1. Não é questionada a aplicabilidade do Regulamento (CE) n.º 44/2001 do Conselho – que substitui entre os Estados Membros da EU (com excepção da Dinamarca) a Convenção de Bruxelas de 1968, cfr. art.º 68º, n.º 1, do mesmo – no caso em apreço, pelo que respeita à matéria da confirmação e execução da decisão do Tribunal de Comércio de Paris.

Importará contudo recordar que o Regulamento “É obrigatório em todos os seus elementos e directamente aplicável em todos os Estados-Membros”, como resulta do art.º 249º do Tratado C.E.
E, assim, em conformidade com o primado do direito da União, consagrado no art.º 6º do novo Tratado de Roma[1] – como também no art.º 1º-6 do Tratado para uma Constituição Europeia, in “16.12.2004 PT Jornal Oficial da União Europeia C 310/1” – nos termos definidos no art.º 8° da Constituição da República Portuguesa.
Sendo aliás que a aplicabilidade na ordem interna, das “disposições dos tratados que regem a União Europeia e (d)as normas emanadas das suas instituições” se mostra agora expressamente consagrada no n.º 4 do referido art.º 8º da Constituição da República Portuguesa, acrescentado pela Lei Constitucional n.º 1/2004.
Ora, nos termos do art.º 76º do citado Regulamento – que substitui entre os Estados-Membros, a Convenção de Bruxelas, vd. art.º 68º, n.º 1 – aquele entrou em vigor em 1 de Março de 2002.
Sendo que de acordo com o disposto no art.º 66º, n.º 1, do mesmo Diploma, “As disposições do presente regulamento só são aplicáveis às acções judiciais in tentadas e aos actos autênticos exarados posteriormente à entrada em vigor do presente regulamento.”.
Estabelecendo-se porém no n.º 2 do mesmo art.º que:
“Todavia, se as acções no Estado-Membro de origem tiverem sido intentadas antes da entrada em vigor do presente regulamento, as decisões proferidas após essa data são reconhecidas e executadas, em conformidade com o disposto no capítulo III:
a) Se as acções no Estado-Membro tiverem sido intentadas após a entrada em vigor das Convenções de Bruxelas ou de Lugano quer no Estado-Membro de origem quer no Estado-Membro requerido.
b)…”.

Tendo a acção em que proferida foi a sentença a que reporta a declaração de executoriedade sido proposta pela aqui Recorrida em 06 de Agosto de 2001, não oferece dúvidas a posterioridade de tal propositura relativamente à entrada em vigor de qualquer das sobreditas Convenções.
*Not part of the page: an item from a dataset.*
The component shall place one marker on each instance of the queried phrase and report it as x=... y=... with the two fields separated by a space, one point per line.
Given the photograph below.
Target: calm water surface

A primeira assinada em Bruxelas a 27 de Setembro de 1968, sendo a Convenção de Adesão de Portugal e Espanha a tal Convenção de Bruxelas aprovada para ratificação pela Resolução da Assembleia da República n.º 34/91, de 24 de Abril de 1991, e ratificada pelo Decreto do Presidente da República n.º 52/91, de 30 de Outubro.
E a segunda celebrada em Lugano em 16 de Setembro de 1988, aprovada, para ratificação, pela Resolução da Assembleia da República n.º33/91, em 24 de Abril de 1991, e ratificada por Decreto do Presidente da República, n.º 51/91, de 30 de Outubro, in Diário da República, I Série A, n.º 250, de 30 de Outubro de 1991.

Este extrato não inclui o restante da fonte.